Nut grass has plagued gardeners and property owners for decades, whether they refer to it as nut grass, nutsedge or some term that isn’t used in polite company. This grass has a strong root system and those tiny knob-like growths that give the plant its name. While nut grass might seem to be harmless if it is consistently trimmed and pulled, it may take over some sections of your property if left on its own.
Of course, you can always buy one of several commercial herbicides to kill nut grass. Talk with your lawn-and-garden or hardware-store expert about the herbicides that work best on nutsedge/nut grass. If a friend or family member is a knowledgeable gardener, chances are they will have a recommendation for the type of chemical treatment you should use. Make sure you get that herbicide on the nut grass when it is just getting started. If this type of vegetation gets a good start you may not be able to kill off the growth with herbicide. Treat the infestation during a dry period. Don’t let the rain wash the herbicide away before it can do its work.

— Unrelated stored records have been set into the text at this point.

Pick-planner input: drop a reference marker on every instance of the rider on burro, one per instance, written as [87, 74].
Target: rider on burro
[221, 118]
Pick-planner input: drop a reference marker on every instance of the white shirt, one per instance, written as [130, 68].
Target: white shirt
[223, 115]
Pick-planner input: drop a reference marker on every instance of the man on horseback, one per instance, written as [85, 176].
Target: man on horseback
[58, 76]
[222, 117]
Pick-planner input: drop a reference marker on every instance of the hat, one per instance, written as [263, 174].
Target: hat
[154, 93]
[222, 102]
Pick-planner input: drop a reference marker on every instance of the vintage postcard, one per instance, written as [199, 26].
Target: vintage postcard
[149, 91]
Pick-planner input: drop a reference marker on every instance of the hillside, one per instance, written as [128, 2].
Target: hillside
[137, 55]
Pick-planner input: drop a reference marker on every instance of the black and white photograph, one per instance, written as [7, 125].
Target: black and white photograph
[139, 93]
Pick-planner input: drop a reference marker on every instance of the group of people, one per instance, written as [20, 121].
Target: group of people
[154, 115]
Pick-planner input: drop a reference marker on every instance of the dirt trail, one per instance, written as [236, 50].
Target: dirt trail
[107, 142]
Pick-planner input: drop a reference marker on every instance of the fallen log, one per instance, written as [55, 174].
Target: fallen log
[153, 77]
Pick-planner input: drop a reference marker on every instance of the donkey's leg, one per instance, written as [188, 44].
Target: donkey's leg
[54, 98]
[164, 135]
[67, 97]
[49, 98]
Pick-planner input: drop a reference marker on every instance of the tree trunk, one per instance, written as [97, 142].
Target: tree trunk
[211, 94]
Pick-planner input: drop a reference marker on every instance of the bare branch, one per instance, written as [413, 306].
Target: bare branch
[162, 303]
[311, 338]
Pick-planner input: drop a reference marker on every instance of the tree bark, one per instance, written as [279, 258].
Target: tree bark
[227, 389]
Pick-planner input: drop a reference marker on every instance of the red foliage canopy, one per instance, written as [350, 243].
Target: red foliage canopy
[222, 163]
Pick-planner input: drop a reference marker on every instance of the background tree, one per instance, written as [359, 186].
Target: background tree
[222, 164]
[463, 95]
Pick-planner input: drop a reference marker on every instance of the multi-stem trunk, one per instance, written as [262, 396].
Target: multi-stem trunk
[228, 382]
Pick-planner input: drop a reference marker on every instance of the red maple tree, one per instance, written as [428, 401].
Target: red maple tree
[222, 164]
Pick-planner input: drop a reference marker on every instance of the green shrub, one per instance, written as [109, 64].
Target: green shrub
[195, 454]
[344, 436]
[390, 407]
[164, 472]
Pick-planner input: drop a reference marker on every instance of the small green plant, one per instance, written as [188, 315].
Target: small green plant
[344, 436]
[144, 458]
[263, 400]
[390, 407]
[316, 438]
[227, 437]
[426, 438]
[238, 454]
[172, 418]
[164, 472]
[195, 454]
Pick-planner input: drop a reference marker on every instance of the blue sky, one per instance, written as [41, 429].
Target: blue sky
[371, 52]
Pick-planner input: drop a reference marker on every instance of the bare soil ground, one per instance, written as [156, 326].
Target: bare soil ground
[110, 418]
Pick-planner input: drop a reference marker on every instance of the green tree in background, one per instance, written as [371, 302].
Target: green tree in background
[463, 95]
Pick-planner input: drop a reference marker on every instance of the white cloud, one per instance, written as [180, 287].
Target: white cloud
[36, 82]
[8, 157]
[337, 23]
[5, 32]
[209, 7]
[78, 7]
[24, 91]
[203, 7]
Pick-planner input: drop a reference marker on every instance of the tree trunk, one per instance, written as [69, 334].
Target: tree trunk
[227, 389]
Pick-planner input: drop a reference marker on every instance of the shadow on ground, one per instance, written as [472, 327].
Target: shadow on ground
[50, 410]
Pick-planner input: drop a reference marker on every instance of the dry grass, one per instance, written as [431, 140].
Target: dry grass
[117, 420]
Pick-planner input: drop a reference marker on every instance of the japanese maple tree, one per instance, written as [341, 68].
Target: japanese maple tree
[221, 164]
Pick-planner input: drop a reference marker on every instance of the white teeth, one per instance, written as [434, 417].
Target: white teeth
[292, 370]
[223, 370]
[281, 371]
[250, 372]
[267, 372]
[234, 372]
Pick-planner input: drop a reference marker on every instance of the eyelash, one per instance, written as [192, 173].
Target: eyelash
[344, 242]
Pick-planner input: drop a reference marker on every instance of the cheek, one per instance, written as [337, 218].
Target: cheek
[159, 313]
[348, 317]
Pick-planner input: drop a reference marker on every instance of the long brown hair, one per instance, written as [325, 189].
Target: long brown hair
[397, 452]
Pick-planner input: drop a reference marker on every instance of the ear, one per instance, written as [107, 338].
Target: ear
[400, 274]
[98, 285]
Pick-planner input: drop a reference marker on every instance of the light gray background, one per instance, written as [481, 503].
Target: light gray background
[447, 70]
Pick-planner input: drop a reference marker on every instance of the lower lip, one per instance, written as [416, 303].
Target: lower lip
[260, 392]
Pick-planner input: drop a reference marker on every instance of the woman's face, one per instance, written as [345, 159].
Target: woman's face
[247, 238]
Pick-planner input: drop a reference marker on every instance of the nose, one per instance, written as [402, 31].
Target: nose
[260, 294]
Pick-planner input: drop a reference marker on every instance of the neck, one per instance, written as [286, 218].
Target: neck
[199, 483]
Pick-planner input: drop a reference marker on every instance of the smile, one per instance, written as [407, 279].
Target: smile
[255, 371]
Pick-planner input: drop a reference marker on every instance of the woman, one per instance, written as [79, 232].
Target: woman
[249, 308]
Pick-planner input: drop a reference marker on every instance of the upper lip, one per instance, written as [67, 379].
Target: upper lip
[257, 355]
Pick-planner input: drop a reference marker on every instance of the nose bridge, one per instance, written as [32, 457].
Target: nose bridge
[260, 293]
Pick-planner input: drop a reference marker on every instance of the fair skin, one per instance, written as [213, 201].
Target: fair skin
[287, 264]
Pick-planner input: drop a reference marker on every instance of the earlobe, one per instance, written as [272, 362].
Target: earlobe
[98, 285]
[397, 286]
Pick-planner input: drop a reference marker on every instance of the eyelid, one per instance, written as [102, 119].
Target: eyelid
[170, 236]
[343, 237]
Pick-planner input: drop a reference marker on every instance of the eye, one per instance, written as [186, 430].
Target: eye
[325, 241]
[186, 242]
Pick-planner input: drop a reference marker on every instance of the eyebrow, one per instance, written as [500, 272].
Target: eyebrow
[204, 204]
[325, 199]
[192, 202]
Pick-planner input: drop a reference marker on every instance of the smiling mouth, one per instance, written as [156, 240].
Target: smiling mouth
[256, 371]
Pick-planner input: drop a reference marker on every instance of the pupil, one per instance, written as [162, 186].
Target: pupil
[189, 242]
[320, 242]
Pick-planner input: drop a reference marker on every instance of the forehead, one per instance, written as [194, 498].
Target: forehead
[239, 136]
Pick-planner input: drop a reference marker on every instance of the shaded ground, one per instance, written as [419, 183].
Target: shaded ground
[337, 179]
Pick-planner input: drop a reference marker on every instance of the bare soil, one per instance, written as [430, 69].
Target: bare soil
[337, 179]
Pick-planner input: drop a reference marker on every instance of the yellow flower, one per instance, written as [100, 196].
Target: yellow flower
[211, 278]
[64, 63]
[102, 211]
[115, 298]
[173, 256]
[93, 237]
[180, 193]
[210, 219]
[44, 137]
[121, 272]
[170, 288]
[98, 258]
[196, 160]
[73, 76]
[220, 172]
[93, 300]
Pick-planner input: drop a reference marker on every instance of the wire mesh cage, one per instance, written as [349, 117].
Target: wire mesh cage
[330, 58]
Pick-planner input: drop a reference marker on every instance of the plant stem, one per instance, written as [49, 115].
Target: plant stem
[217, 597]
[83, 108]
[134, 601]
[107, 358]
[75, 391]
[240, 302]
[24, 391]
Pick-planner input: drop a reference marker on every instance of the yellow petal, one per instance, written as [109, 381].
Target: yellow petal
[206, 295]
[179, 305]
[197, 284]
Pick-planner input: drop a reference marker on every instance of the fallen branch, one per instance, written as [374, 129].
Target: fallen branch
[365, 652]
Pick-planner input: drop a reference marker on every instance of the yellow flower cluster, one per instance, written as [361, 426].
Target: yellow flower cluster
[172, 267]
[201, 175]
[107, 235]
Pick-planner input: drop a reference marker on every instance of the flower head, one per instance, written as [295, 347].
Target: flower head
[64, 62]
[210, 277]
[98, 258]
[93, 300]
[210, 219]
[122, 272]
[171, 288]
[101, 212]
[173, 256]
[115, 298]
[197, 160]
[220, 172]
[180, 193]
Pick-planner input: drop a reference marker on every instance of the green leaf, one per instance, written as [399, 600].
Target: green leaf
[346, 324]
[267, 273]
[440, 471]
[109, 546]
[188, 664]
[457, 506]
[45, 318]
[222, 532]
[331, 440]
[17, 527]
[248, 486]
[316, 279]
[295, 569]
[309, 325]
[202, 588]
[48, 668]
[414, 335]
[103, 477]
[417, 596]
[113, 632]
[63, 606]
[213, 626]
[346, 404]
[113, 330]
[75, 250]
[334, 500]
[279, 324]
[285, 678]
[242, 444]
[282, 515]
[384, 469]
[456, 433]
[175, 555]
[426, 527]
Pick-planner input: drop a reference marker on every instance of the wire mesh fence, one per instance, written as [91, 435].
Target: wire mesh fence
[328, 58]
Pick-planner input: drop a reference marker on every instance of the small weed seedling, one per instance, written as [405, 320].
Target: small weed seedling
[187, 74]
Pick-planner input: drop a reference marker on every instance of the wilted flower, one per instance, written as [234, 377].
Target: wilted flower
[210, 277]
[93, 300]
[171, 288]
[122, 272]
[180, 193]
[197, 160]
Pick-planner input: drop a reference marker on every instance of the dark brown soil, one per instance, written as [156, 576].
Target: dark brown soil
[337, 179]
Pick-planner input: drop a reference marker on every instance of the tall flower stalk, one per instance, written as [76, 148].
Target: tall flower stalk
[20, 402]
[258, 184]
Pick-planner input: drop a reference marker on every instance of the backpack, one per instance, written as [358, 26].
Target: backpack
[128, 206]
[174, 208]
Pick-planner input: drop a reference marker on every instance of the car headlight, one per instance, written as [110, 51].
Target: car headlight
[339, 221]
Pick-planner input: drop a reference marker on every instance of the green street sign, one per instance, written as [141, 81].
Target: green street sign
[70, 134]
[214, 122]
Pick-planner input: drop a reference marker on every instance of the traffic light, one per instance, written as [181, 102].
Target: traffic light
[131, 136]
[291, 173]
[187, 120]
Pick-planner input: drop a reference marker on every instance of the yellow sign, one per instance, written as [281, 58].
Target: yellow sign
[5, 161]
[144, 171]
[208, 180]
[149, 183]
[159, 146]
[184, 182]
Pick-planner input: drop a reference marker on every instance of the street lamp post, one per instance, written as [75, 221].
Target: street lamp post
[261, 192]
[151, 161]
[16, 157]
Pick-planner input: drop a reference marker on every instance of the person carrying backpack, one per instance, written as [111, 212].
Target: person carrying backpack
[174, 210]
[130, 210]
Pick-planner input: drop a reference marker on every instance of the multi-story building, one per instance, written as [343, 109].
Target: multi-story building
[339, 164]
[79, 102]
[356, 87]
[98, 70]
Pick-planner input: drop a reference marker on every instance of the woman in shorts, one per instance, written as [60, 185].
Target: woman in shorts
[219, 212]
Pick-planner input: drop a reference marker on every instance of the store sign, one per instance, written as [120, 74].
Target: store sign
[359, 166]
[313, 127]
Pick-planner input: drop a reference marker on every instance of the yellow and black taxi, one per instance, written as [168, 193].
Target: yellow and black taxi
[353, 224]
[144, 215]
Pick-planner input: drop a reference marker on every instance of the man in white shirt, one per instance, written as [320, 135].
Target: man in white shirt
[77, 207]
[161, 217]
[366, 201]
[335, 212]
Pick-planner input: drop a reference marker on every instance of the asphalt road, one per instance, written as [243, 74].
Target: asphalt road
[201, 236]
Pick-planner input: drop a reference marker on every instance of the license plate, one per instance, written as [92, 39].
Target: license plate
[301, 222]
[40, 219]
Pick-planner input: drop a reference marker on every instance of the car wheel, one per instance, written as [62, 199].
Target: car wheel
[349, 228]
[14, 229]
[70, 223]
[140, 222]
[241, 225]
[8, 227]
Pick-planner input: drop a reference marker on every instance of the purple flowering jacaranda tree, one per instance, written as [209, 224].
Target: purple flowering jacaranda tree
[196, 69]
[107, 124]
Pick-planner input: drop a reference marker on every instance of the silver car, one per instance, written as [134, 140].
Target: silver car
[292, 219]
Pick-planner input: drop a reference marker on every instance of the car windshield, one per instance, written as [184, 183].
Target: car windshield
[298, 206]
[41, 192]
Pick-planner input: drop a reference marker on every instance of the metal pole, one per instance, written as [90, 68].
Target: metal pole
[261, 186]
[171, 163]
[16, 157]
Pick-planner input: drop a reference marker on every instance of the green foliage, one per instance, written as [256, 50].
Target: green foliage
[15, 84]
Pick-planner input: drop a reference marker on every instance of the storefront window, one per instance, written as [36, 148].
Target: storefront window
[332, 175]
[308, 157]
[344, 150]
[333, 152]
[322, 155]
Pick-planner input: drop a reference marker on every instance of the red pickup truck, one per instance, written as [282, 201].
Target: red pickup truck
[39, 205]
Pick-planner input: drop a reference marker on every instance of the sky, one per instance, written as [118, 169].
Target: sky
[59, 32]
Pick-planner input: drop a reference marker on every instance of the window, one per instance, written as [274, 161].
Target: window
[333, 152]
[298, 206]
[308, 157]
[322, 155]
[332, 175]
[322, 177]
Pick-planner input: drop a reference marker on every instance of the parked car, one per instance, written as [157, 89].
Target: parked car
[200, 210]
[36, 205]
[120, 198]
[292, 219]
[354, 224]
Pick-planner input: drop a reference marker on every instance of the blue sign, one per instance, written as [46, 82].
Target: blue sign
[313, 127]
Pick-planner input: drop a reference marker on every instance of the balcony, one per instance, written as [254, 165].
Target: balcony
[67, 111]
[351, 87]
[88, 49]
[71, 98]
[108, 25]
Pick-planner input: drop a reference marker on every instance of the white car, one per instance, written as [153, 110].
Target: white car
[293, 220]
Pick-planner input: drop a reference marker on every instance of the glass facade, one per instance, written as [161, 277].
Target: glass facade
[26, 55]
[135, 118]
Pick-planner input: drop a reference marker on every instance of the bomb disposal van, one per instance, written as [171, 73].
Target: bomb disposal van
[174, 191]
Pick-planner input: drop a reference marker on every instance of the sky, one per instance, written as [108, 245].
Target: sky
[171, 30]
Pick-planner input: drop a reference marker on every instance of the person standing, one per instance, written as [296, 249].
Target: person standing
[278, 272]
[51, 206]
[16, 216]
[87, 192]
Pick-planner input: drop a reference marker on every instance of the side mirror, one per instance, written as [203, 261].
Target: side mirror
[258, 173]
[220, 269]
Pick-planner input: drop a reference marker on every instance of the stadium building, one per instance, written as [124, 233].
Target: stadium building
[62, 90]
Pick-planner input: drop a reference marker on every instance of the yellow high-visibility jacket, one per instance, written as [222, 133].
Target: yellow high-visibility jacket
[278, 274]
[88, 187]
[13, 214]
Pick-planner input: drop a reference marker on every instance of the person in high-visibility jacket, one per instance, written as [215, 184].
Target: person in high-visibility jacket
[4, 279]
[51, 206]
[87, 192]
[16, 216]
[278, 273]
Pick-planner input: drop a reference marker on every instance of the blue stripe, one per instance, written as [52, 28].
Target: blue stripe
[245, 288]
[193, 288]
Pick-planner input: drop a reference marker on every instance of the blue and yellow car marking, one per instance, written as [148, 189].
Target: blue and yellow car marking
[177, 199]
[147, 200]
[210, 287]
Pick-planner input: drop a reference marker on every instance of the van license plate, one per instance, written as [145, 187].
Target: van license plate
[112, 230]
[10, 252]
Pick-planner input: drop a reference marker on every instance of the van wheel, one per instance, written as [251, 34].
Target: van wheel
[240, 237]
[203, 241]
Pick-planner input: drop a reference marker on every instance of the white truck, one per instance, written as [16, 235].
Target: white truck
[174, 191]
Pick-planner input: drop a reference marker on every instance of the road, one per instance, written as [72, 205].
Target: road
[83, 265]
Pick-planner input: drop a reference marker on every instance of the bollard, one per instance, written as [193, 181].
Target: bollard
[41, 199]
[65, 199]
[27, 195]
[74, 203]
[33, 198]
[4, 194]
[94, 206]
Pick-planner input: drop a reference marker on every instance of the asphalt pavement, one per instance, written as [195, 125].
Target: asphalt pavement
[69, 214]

People are increasingly staying away from commercial herbicides and chemical treatments on their gardens and lawns. Herbicides can kill the grass and other plants you want to keep, unless you are very, very careful. If you want to try something other than strong weed-killing products there are alternatives. One of the most interesting and effective methods for getting rid of nut grass is: sugar!
That’s right. Several how-to, weed-removal sources suggest using sugar as an organic method for removing unwanted growth. The first step in this process involves getting the lawn moist but not soaked. Use your garden hose to make sure the grass is evenly moisturized. Using a sifter or other “sprinkling” method put the sugar on evenly. According to experts, the sugar “eats” the nut grass!
Of course, you can always use the manual method for getting rid of nut grass. You can dig the individual plants up. Make sure you get all of the plant and all of the root system. Others you might leave behind enough starter material for the nut grass/nutsedge to come out again. You may have to dig down a foot or more to get all of the roots.
One thing you shouldn’t do is rely on covering nut grass with some sort of cloth or mulch cover. Nut grass is so hardy and persistent it will generally push through if at all possible. You may be tempted to turn the area of nut grass with a shovel but you may only be spreading the “nuts” and giving the plants a chance to grow again.
If you remove the nut grass with the manual method, make sure you put the plants in a plastic bag or other container and remove them from your property. Don’t drop them on a pile or in the compost. When it’s time to get rid of nut grass it pays to be thorough.